Now, what the director, Barry Levinson, did was add over twenty minutes of new material to the film. This is footage that had to be dropped because of time restraints. Levinson also compressed other scenes into shorter flashbacks, so this version of the movie is only six minutes longer than the theatrical one. I’m not sure the new footage added to the movie as a whole. Most of it is in the first half of the film. Still, the movie works and there is more detail or history in the telling of the story.

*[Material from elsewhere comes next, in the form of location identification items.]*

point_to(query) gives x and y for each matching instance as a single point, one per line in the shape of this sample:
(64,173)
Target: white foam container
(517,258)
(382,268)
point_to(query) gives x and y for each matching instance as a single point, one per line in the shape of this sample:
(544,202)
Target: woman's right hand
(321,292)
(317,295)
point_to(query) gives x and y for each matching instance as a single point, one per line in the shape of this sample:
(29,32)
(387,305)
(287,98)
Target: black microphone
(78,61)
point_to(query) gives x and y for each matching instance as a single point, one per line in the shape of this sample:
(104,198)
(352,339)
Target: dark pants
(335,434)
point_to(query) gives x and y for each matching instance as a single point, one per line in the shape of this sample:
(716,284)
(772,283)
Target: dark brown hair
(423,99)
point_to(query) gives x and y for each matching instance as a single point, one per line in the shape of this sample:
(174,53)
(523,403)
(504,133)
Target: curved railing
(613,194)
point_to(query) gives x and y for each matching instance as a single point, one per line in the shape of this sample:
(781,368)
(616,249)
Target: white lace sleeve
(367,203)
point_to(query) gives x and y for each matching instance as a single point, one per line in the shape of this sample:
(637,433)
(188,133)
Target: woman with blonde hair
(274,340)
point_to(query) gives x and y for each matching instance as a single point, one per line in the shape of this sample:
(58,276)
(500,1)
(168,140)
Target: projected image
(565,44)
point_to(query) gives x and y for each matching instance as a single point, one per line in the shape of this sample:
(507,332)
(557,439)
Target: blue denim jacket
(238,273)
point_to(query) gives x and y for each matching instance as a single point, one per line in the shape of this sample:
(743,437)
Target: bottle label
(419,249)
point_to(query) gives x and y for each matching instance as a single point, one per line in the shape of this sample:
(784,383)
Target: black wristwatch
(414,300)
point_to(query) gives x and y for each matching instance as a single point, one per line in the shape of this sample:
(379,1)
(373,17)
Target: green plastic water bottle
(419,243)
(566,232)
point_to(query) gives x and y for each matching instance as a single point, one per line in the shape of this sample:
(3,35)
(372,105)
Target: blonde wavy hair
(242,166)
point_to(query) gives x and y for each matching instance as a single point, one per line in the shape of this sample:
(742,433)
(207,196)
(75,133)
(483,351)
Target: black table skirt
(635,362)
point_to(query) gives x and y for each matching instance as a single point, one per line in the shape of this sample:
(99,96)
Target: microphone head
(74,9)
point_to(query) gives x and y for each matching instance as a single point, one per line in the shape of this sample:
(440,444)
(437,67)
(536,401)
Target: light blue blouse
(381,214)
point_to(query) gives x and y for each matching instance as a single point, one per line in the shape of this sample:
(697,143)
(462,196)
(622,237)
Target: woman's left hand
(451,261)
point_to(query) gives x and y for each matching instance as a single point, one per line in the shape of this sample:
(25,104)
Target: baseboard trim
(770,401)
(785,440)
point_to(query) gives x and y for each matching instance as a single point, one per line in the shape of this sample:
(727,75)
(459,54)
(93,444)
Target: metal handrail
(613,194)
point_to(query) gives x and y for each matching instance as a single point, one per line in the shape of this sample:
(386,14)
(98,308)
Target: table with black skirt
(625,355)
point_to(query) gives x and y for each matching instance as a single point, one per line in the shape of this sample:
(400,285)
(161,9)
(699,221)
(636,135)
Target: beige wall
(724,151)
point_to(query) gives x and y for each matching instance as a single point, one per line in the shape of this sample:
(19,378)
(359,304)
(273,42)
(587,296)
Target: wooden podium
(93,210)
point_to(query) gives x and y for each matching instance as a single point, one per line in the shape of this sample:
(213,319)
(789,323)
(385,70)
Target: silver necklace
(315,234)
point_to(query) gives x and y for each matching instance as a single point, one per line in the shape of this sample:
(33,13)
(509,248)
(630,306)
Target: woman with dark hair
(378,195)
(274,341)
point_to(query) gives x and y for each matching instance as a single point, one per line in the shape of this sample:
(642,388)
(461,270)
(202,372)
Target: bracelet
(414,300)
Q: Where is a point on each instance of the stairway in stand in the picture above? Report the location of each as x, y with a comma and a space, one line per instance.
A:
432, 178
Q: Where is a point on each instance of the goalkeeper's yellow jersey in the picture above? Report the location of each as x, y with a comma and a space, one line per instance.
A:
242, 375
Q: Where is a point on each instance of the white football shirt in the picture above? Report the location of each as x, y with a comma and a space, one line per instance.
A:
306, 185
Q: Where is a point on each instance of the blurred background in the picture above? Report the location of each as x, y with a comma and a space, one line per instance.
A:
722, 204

The story itself deals with Roy Hobbs (Robert Redford). He had a natural gift for playing baseball as a boy that was developed with the help of his father before he passed away. As a young man, he’s drafted into the game and has to leave the farm where he grew up and his best friend, Iris (Glenn Close), who he’s in love with. Riding the train to the big city, he encounters a mysterious woman who’s played by Barbara Hershey. When he strikes out a baseball player known as the Whammer, she sets her eyes on him and soon shoots him before committing suicide.
Hobbs then disappears for sixteen years.
When he finally returns to baseball, he’s been drafted to the major leagues, but to a down-and-out team called the New York Knights. Hobbs is at the age when most players are retiring, and the manager, Pops Fisher, doesn’t like having him shoved down his throat. It’s a while before Hobbs is even allowed to hit a ball at batting practice. When he does, he knocks it out of the park. That begins a series of wins for the Knights.
The co-owner of the baseball team, however, doesn’t want them to win because he’ll have to sell his share of the team back to Pops. To divert Hobbs’ attention, the Judge, gets the beautiful Kim Basinger to date Hobbs. Pops is her uncle and considers her bad luck for Hobbs and the team. When a man thinks with his small head instead of his big one, he usually gets himself in trouble. Hobbs does just that and the teams starts losing again.
Enter Glenn Close, the girl from his past.
She knows the playing ability Roy Hobbs has and doesn’t want to see him lose. She goes to the game when the team is playing in Chicago and steps up in the crowd of people when Hobbs is at bat. He catches a glimpse of her and naturally hits a home run, knocking the ball into a tall clock tower and shattering the glass. The question is who will have the strongest pull on Hobbs—Glenn Close or Kim Basinger? Will Hobbs get his winning streak back? Will the Knights win the pennant? Will Pops Fisher lose the team to the Judge?
This is a feel-good movie about a man down on his luck, who rises to become a hero against all the obstacles placed in front of him. This is a movie that makes you cheer the goodness in humanity and the sheer will to succeed against those who would have it otherwise.
The film has an unbelievable cast that includes: Robert Redford, Glenn Close, Kim Basinger, Wilford Brimley, Barbara Hershey, Robert Prosky, Richard Farnsworth, Robert Duvall, Darren McGavin, Joe Don Baker, Michael Madsen, and Mike Starr. It’s not often a cast of this caliber is pulled together for a sports movie. Here’s a bit of movie trivia. Robert Prosky who plays the Judge also starred in Rudy and played the former dean of Notre Dame, a Catholic priest who helps Rudy along the way.
The music in The Natural by Randy Newman raises the level of the film from a really good movie to a great one. You’ll be humming the theme for days once you’ve seen it. I remember buying the soundtrack when the movie originally came out.
The second disc in this set has over three hours of behind-the-scenes featurettes with at least an hour devoted to the making of the movie. There’s a lot of stuff here on baseball and many of the true incidents that inspired the writing of the novel. This makes the DVD set a great one in my opinion.
If you like Field of Dreams and Rudy, you’ll love this movie. You don’t even have to be a baseball fan to enjoy it…just someone who likes to see the underdog finally win.